Results published in a January 2000 issue of the journal Neurosurgery show that, in their multi-center study, 92 percent of patients with the aneurysms larger than 24 mm., and 78 percent with aneurysms ranging in size from 13 mm. to 24 mm were smokers. Sixty-six percent of patients with aneurysms smaller than 13 mm. were smokers.

"It is clear from our study that smoking leads to growth of larger aneurysms," said Lee R. Guterman, assistant professor of neurosurgery and lead author on the study. "This may be due to direct effects of the nicotine on the blood vessel wall or indirect effects like hypertension."

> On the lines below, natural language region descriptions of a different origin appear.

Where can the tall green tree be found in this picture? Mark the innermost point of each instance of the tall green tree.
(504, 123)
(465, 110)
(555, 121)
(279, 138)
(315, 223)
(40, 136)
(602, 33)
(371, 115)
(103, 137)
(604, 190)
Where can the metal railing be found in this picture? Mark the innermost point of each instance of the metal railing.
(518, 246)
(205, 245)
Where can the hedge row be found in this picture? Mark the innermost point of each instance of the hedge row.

A brain aneurysm is a blood-filled, balloon-like structure that forms at a weak spot in the vessel caused by damage to the vessel lining. A ruptured can kill instantaneously, and at the very least is a medical emergency. The larger the aneurysm, the greater the risk of rupture and the poorer the outcome.

Because aneurysm size is critical to survival and disability, and because little definitive information exists on what causes an aneurysm to be large or small, researchers set out to assess the relationship between aneurysm size and factors known to damage the brain's blood vessels.

The study group was composed of 298 patients in the placebo-treated group taking part in a trial of a drug thought to decrease brain-cell damage in persons with bleeding aneurysms. The trial was conducted at UB and the University of Colorado in Denver.

Demographic, health and lifestyle data were collected from participants when they were admitted to the hospital. Of the 298 participants, 218 were women and 63 had large aneurysms.

Analysis of patient data with aneurysm size showed that smoking at any time was independently associated with large aneurysms. However, other known risk factors for cerebrovascular disease, including hypertension, diabetes and use of alcohol or illicit drugs, showed no relationship to aneurysm size.

In addition, patients with large aneurysms were:

- More likely to die within three months than those with small aneurysms
- More likely to have multiple aneurysms
- Lower functioning at admission

Guterman said cigarette smoking may contribute to large aneurysm size by promoting degradation of elastin in blood vessel walls. Elastin helps blood vessels retain their shape. If elastin has deteriorated, the vessel wall may be susceptible to expanding or ballooning at sites where blood flow is especially turbulent, such as the middle cerebral artery. Large aneurysms were found to be more prevalent at this location.

"These findings on the effect of cigarette smoking on aneurysm size, coupled with our earlier findings, suggest smoking predisposes individuals to multiple intracranial aneurysms. The only way people may be able to prevent formation of large or giant aneurysms is to stop smoking. Patients with known unruptured small aneurysms should definitely stop smoking" Guterman said.

Also participating in the study from the UB Department of Neurosurgery were postdoctoral fellows Adan I. Quershi and M. Fareed K. Suri, and L. Nelson Hopkins, department chair. University of Colorado researchers were Gene Y. Sung and Robert Straw. The initial drug trial from which the study group was drawn was funded by Pharmacia & Upjohn.